Lélia était penchée sur le lit funèbre. Son voile blanc cachait à demi son visage; elle semblait aussi morte que Sténio. C’était la digne fiancée d’un cadavre.

Elle avait écouté les discours des bergers; elle avait voulu contempler la poussière de Sténio. Guidée par le phare sinistre allumé devant la grotte, elle était venue seule, sans effroi, sans remords, sans douleur peut-être!

Cependant, à l’aspect de ce beau front couvert des ombres de la mort, elle sentit son âme s’amollir; la tendre pitié adoucit la rudesse de cette âme sombre et calme dans le désespoir.

«Oui, Sténio, dit-elle sans s’inquiéter ou sans s’apercevoir de la présence du moine, je te plains, parce que tu m’as maudite. Je te plains, parce que tu n’as pas compris que Dieu, en nous créant, n’avait pas résolu l’union de nos destinées. Tu as cru, je le sais, que je prenais plaisir à multiplier tes tortures. Tu as cru que je voulais venger sur toi les douleurs et les déceptions de mes premières années. Tu te trompais, Sténio, et je te pardonne l’anathème que tu as prononcé contre moi. Celui qui juge nos pensées avant même que nous puissions les prévoir, celui qui feuillette à toute heure le livre de nos consciences et qui lit sans ambiguïté les desseins mystérieux qui n’y sont pas encore inscrits, celui-là, Sténio, n’a pas accueilli tes menaces et ne les réalisera pas. Il ne te punira pas, parce que tu as été aveugle. Il ne châtiera pas ta faiblesse, parce que tu as refusé de te confier dans une sagesse qui n’était pas la tienne. Tu as payé trop cher la lumière qui est venue éclairer tes derniers jours pour qu’il te reproche d’avoir longtemps erré dans les ténèbres. Le savoir douloureux et terrible que tu emportes avec toi n’a pas besoin d’expiation, car ta lèvre s’est desséchée en goûtant le fruit que tu avais cueilli!
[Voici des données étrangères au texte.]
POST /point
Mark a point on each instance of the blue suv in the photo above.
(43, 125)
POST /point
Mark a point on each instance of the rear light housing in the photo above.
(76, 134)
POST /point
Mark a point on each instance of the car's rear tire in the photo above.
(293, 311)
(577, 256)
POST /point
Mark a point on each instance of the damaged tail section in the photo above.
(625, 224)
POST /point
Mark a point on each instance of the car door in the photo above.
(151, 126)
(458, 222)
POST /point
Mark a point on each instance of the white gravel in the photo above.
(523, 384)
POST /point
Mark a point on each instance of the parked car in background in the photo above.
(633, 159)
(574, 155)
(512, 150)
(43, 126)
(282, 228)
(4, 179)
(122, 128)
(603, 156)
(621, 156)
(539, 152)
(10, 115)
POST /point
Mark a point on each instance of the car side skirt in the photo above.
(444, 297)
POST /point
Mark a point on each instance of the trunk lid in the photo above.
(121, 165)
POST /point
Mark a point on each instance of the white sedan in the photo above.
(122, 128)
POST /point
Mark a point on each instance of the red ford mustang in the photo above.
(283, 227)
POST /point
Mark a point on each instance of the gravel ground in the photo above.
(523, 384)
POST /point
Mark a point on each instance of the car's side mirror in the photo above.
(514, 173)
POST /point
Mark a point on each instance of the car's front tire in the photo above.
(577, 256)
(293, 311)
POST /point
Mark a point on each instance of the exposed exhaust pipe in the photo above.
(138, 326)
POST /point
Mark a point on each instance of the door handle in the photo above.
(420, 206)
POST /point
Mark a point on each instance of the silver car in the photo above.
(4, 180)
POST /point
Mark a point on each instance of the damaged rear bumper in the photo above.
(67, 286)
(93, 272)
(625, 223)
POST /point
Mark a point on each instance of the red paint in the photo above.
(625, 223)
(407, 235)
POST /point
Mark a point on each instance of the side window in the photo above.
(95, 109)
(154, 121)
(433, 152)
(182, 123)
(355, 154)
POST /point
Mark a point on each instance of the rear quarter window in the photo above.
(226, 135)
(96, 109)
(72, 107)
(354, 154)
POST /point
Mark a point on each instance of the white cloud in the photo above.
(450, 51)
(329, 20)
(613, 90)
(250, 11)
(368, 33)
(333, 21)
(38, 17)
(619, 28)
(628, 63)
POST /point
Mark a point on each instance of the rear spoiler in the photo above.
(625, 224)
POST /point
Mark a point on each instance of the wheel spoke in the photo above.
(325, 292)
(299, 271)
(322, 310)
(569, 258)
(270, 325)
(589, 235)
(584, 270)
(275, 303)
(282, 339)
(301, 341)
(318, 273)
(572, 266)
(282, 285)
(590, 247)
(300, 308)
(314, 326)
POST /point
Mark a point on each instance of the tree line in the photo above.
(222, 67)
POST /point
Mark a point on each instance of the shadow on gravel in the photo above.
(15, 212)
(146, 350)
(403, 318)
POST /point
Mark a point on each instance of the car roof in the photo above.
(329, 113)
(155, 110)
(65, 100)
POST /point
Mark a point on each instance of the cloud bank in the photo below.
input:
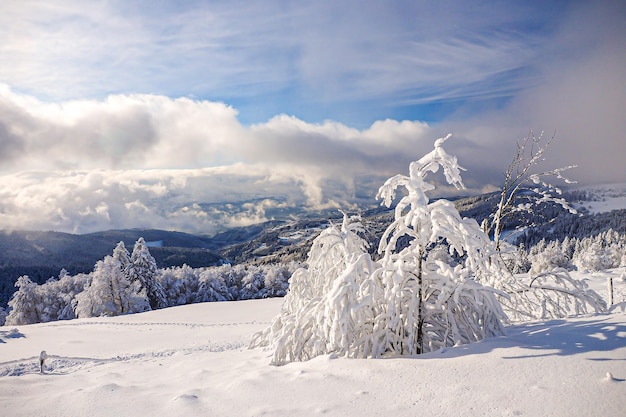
(81, 149)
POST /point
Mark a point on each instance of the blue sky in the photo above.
(354, 62)
(319, 96)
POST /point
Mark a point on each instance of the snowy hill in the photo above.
(193, 361)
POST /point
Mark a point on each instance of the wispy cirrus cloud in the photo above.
(144, 114)
(323, 52)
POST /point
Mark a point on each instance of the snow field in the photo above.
(193, 361)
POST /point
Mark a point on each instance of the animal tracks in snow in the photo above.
(62, 365)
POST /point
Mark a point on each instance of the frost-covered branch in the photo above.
(519, 179)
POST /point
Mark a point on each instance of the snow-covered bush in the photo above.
(110, 292)
(328, 307)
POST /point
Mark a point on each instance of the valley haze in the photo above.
(210, 115)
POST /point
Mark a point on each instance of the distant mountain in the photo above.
(41, 255)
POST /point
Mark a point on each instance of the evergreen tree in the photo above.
(24, 304)
(142, 269)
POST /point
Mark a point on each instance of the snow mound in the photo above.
(191, 360)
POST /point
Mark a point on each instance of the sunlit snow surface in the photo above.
(193, 361)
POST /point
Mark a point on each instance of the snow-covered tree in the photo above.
(427, 305)
(24, 305)
(347, 304)
(328, 307)
(521, 179)
(143, 270)
(110, 292)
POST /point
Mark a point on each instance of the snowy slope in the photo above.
(192, 361)
(604, 198)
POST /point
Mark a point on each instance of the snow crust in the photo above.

«Mais Dieu, j’en ai la ferme confiance, Dieu nous réunira dans l’éternité. Assis ensemble à ses pieds, nous assisterons à ses conseils, et nous saurons alors pourquoi il nous a séparés sur la terre. En lisant sur son front radieux le secret de ses volontés impénétrables aux yeux mortels, ta colère et ton étonnement seront comme s’ils n’avaient jamais été.

«Alors, Sténio, tu n’essaieras plus de me haïr; tu n’accuseras plus mon injustice et ma cruauté. Quand Dieu, faisant à chacun de nous la part qu’il mérite, distribuera nos travaux selon nos forces, tu comprendras, ô infortuné! que nous ne pouvions pas ici suivre la même route, ni marcher au même but. Les douleurs qu’il nous a envoyées n’ont pas été pareilles. Le maître sévère que nous avons servi tous deux nous expliquera le mystère de nos souffrances. En ouvrant devant nous l’éclatante perspective d’une éternelle effusion, il nous dira pourquoi il lui a plu de préparer la réunion de nos deux âmes par les voies obscures que notre œil ne soupçonnait pas.

«Il te montrera, Sténio, dans sa nudité saignante, mon cœur à qui tu imputais le dédain et la dureté. La terreur que tu as ressentie en écoutant mes paroles, l’humiliation qui obscurcissait ton regard quand je t’avouais que je ne pouvais t’aimer, la confusion tremblante de tes pensées se changera en une compassion sérieuse. Lélia, que tu croyais si fort au-dessus de toi, que tu désespérais d’atteindre, Lélia s’abaissera devant toi; tu oublieras, comme elle, l’admiration et le respect dont les hommes environnaient ses pas, tu sauras pourquoi elle allait seule et sans jamais demander secours.

«Confondus sous l’œil de Dieu, dans une félicité progressive, chacun de nous accomplira courageusement la tâche qu’il aura reçue. Nos regards, en se rencontrant, doubleront notre confiance et nos forces: le souvenir de nos misères passées s’évanouira comme un songe, et il nous arrivera de nous demander si vraiment nous avons vécu.»

Elle se pencha sur Sténio, détacha de sa couronne une fleur flétrie qu’elle mit sur son cœur, et reprit le sentier de la vallée sans avoir fait attention au moine, qui, debout dans l’ombre, adossé au mur de la grotte, dardait sur elle ses yeux étincelants.

La raison de Magnus l’avait abandonné; il ne comprenait rien aux discours de Lélia. Il la voyait seulement, et il la trouva belle; sa passion se réveillait avec violence, il ne se souvenait plus que des désirs qu’il avait si longtemps comprimés et qui le dévoraient plus que jamais.